I've had the luxury of training under, and with, people that have been around for a while. I have observed key difference in the way they train and the way beginners train. The biggest difference (in my opinion) between a beginner and someone who has been on the mat for a while is...mindset. Now I'm guessing that the first thing that would have come to mind would have been technique. While technique is one of the biggest differences, they (experienced ones) would have never gotten to that point without the proper mindset.
First of all their game and training is founded on "basics". They seem to approach training with a plan. They have identified weaknesses they want to improve on, new techniques to learn, or "basic" moves to polish. Don't get me wrong. These folks come to class, participate, and pay attention to everything.
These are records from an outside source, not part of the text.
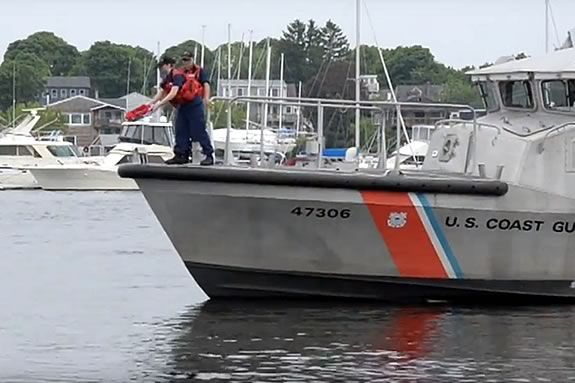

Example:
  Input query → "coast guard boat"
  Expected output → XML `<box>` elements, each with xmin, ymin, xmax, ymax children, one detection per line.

<box><xmin>119</xmin><ymin>49</ymin><xmax>575</xmax><ymax>302</ymax></box>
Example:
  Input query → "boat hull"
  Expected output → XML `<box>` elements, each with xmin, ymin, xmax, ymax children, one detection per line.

<box><xmin>121</xmin><ymin>165</ymin><xmax>575</xmax><ymax>301</ymax></box>
<box><xmin>0</xmin><ymin>168</ymin><xmax>40</xmax><ymax>190</ymax></box>
<box><xmin>30</xmin><ymin>166</ymin><xmax>139</xmax><ymax>191</ymax></box>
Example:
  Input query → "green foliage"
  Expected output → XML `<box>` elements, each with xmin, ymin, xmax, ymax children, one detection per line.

<box><xmin>4</xmin><ymin>32</ymin><xmax>80</xmax><ymax>76</ymax></box>
<box><xmin>211</xmin><ymin>101</ymin><xmax>246</xmax><ymax>129</ymax></box>
<box><xmin>0</xmin><ymin>52</ymin><xmax>50</xmax><ymax>110</ymax></box>
<box><xmin>0</xmin><ymin>102</ymin><xmax>68</xmax><ymax>133</ymax></box>
<box><xmin>75</xmin><ymin>41</ymin><xmax>157</xmax><ymax>97</ymax></box>
<box><xmin>320</xmin><ymin>20</ymin><xmax>349</xmax><ymax>61</ymax></box>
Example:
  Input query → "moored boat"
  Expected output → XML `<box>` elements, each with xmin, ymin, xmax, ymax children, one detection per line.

<box><xmin>119</xmin><ymin>49</ymin><xmax>575</xmax><ymax>302</ymax></box>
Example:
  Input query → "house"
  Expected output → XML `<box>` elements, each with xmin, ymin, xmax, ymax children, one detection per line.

<box><xmin>47</xmin><ymin>93</ymin><xmax>152</xmax><ymax>147</ymax></box>
<box><xmin>42</xmin><ymin>76</ymin><xmax>92</xmax><ymax>105</ymax></box>
<box><xmin>217</xmin><ymin>79</ymin><xmax>299</xmax><ymax>129</ymax></box>
<box><xmin>382</xmin><ymin>83</ymin><xmax>450</xmax><ymax>127</ymax></box>
<box><xmin>359</xmin><ymin>74</ymin><xmax>379</xmax><ymax>100</ymax></box>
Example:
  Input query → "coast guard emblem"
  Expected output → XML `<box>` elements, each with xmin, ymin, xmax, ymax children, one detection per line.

<box><xmin>387</xmin><ymin>213</ymin><xmax>407</xmax><ymax>229</ymax></box>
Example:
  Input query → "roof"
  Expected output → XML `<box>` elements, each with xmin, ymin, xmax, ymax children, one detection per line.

<box><xmin>395</xmin><ymin>84</ymin><xmax>443</xmax><ymax>102</ymax></box>
<box><xmin>467</xmin><ymin>48</ymin><xmax>575</xmax><ymax>80</ymax></box>
<box><xmin>46</xmin><ymin>76</ymin><xmax>92</xmax><ymax>88</ymax></box>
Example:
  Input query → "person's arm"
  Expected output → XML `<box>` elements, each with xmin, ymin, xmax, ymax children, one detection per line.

<box><xmin>154</xmin><ymin>85</ymin><xmax>180</xmax><ymax>110</ymax></box>
<box><xmin>200</xmin><ymin>68</ymin><xmax>211</xmax><ymax>108</ymax></box>
<box><xmin>154</xmin><ymin>75</ymin><xmax>186</xmax><ymax>111</ymax></box>
<box><xmin>150</xmin><ymin>88</ymin><xmax>166</xmax><ymax>105</ymax></box>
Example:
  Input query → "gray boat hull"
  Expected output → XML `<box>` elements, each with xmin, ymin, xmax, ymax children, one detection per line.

<box><xmin>121</xmin><ymin>167</ymin><xmax>575</xmax><ymax>302</ymax></box>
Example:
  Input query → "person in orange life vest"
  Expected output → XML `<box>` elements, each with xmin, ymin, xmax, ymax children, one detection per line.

<box><xmin>151</xmin><ymin>57</ymin><xmax>214</xmax><ymax>166</ymax></box>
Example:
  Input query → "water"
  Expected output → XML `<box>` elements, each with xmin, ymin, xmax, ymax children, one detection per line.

<box><xmin>0</xmin><ymin>191</ymin><xmax>575</xmax><ymax>382</ymax></box>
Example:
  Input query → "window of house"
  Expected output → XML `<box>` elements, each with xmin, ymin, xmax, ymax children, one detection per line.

<box><xmin>69</xmin><ymin>113</ymin><xmax>82</xmax><ymax>125</ymax></box>
<box><xmin>0</xmin><ymin>145</ymin><xmax>18</xmax><ymax>156</ymax></box>
<box><xmin>541</xmin><ymin>80</ymin><xmax>575</xmax><ymax>112</ymax></box>
<box><xmin>18</xmin><ymin>146</ymin><xmax>34</xmax><ymax>157</ymax></box>
<box><xmin>479</xmin><ymin>82</ymin><xmax>499</xmax><ymax>112</ymax></box>
<box><xmin>46</xmin><ymin>145</ymin><xmax>76</xmax><ymax>157</ymax></box>
<box><xmin>499</xmin><ymin>80</ymin><xmax>534</xmax><ymax>109</ymax></box>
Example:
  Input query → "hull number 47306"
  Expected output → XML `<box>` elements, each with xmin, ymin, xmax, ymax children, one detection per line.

<box><xmin>291</xmin><ymin>206</ymin><xmax>351</xmax><ymax>219</ymax></box>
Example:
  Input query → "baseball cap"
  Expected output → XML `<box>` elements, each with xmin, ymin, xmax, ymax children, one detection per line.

<box><xmin>158</xmin><ymin>56</ymin><xmax>176</xmax><ymax>66</ymax></box>
<box><xmin>182</xmin><ymin>51</ymin><xmax>194</xmax><ymax>61</ymax></box>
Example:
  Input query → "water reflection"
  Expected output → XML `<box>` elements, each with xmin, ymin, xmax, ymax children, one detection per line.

<box><xmin>163</xmin><ymin>302</ymin><xmax>575</xmax><ymax>382</ymax></box>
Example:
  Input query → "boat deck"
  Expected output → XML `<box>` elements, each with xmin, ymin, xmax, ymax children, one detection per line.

<box><xmin>118</xmin><ymin>164</ymin><xmax>508</xmax><ymax>196</ymax></box>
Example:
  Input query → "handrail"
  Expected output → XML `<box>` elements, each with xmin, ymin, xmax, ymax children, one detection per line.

<box><xmin>208</xmin><ymin>96</ymin><xmax>478</xmax><ymax>172</ymax></box>
<box><xmin>537</xmin><ymin>122</ymin><xmax>575</xmax><ymax>154</ymax></box>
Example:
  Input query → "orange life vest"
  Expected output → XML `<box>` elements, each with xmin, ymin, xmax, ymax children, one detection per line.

<box><xmin>162</xmin><ymin>65</ymin><xmax>204</xmax><ymax>106</ymax></box>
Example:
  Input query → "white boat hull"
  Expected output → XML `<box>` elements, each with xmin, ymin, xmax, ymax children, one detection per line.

<box><xmin>0</xmin><ymin>168</ymin><xmax>40</xmax><ymax>190</ymax></box>
<box><xmin>31</xmin><ymin>167</ymin><xmax>139</xmax><ymax>191</ymax></box>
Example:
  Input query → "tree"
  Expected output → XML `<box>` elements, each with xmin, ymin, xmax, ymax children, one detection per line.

However I suspect that in the back of their minds they know what the plan is and they fit it in where appropriate...especially during rolling.
Another very noticeable attribute of the experienced is winning and losing. They don't do it. They don't win when they tap someone, and they don't lose when they get caught...they just train and learn. They realized that rolling at the gym is not Abu Dhabi, and no one is going to hand them 10K for submitting someone...regardless who they submit. Or for that matter promoted because they have been “catching” everyone in the gym. Again, it's training.
Strength is next. When I roll with them I feel that they don't use strength, whether they have it or not. You would be hard pressed to catch these people "powering" out of a submission or bad position. It's almost always quite the opposite, they are so adept at using leverage that it leaves you scratching your head how they got out of that position you had them in. Frankly most of them look physically unimposing. They are physically fit and conditioned to choke the life out of you for hours on end, but they don't look threatening in any way. Which is a testament to the art and that your bench press (regardless how impressive it may be) has nothing to do with your ability to be good at Jiu Jitsu.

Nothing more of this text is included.